Oh, Canada … is this the best you can do?
Sound Publishing. Black Press. The Canadian Corporate Overlords. The Evil Empire. Call them what you want, they are here and they own Whidbey Island’s three newspapers body and soul.
And yet, what has this influx of Canuck filthy lucre accomplished? How great of an investment can it really be when a one-man operation, a rebel outpost hidden in a secret bunker near Penn Cove, staffed by a guy writing on a computer fueled by three narcoleptic hamsters, is kicking your large fanny on a daily basis?
I’m not using hyperbole here. I’m talking cold, hard facts and nothing but the facts, ma’am.
Friday night at about 7:30 PM, the football game between Coupeville and Orcas Island ended. A game in which the host Wolves battered the visiting Vikings 47-14 before a capacity crowd for their first win of the season. Kind of a big deal in the local market.
Of course, if you relied on the Canadian-funded newspapers, you wouldn’t have read a single word about the game for 63 hours.
Let that sink in.
In 2012, the age of the internet, the age of 24-7 news, it took 63 hours for a story and photo to appear on the web site of the biggest paper in town, the Whidbey News-Times. A paper that sits RIGHT ACROSS THE STREET from Coupeville’s football field.
From 7:30 PM on a Friday until 11:08 AM Monday morning, you could have refreshed like crazy and found nothing. Nada. Zilch. Not on the News-Times site, not on the Whidbey Examiner site, not on the South Whidbey Record site.
And, since the News-Times Saturday edition had gone to press long before the Friday night lights turned on, forget about seeing anything in print until this coming Wednesday.
Oh, Canada.
Since we’re piling on, let’s also consider CHS played both a boys’ tennis match and a girls’ soccer game Saturday. The wait on those stories — a modest 40 hours or so.
It’s enough to make a Coupeville sports fan rip out their hair. Or, turn to the one-man operation that’s beating them like a … well, I’d say rented mule, but a mule would have got there faster than the News-Times did.
During those 63 hours, from 7:30 PM Friday to 11:08 AM Monday, I put out nine stories.
Having covered the football game in person, I had a (much more exciting) story on-line an hour after the game.

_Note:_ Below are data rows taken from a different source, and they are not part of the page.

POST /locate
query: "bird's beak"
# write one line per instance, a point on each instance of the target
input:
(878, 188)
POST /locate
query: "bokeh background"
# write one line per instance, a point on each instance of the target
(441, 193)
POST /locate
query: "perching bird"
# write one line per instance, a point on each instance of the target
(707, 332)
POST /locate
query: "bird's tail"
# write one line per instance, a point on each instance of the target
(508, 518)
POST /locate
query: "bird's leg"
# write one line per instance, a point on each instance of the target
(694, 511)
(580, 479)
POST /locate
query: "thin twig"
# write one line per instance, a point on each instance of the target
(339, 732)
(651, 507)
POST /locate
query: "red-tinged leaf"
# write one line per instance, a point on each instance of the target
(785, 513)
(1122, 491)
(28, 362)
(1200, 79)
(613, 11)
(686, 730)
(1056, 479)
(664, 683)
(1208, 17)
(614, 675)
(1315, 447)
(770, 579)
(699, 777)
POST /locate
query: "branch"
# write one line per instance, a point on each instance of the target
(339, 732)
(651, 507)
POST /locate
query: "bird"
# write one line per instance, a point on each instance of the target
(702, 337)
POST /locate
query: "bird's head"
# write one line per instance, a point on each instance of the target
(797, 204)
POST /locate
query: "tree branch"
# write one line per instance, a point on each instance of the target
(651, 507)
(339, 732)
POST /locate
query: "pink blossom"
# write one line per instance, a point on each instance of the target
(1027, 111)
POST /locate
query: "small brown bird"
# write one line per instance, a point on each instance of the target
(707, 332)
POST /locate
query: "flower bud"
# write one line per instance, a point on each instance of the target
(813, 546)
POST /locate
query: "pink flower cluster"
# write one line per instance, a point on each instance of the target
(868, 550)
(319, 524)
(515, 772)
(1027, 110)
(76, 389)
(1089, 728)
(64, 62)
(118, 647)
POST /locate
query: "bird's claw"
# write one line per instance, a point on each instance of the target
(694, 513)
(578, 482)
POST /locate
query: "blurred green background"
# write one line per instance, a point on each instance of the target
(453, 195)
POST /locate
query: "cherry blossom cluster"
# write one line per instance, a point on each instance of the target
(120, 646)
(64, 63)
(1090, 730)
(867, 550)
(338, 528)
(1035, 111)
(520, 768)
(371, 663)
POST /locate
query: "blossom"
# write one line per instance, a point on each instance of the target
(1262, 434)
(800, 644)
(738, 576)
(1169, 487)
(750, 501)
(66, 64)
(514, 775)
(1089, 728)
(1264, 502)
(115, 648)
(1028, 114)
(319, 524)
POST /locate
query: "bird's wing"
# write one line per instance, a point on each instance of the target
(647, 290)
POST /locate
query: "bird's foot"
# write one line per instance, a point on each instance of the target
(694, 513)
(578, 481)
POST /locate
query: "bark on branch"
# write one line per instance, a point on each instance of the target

Then, the next day, we hit with a photo essay by Shelli Trumbull, 12 pictures that covered football action, cheerleaders, fans, Willie Smith cooking hamburgers and cute kids eating hot dogs. Oh yes, and we topped it off with a third article that featured an exclusive interview with Josh Bayne, the hero of the big win.
Toss in features on football stud/jazz drummer Danny Savalza, volleyball/tennis ace Allie Hanigan, in-person coverage of the soccer game, a report on the tennis match that included ALL of the CHS kids who played, an update on former Wolf turned college cross country star Tyler King and a piece on former Wolves Jon and Jodi Crimmins upcoming wedding anniversary and there was plenty of new material to read during those 63 hours.
You just had to forget about Canada to find it.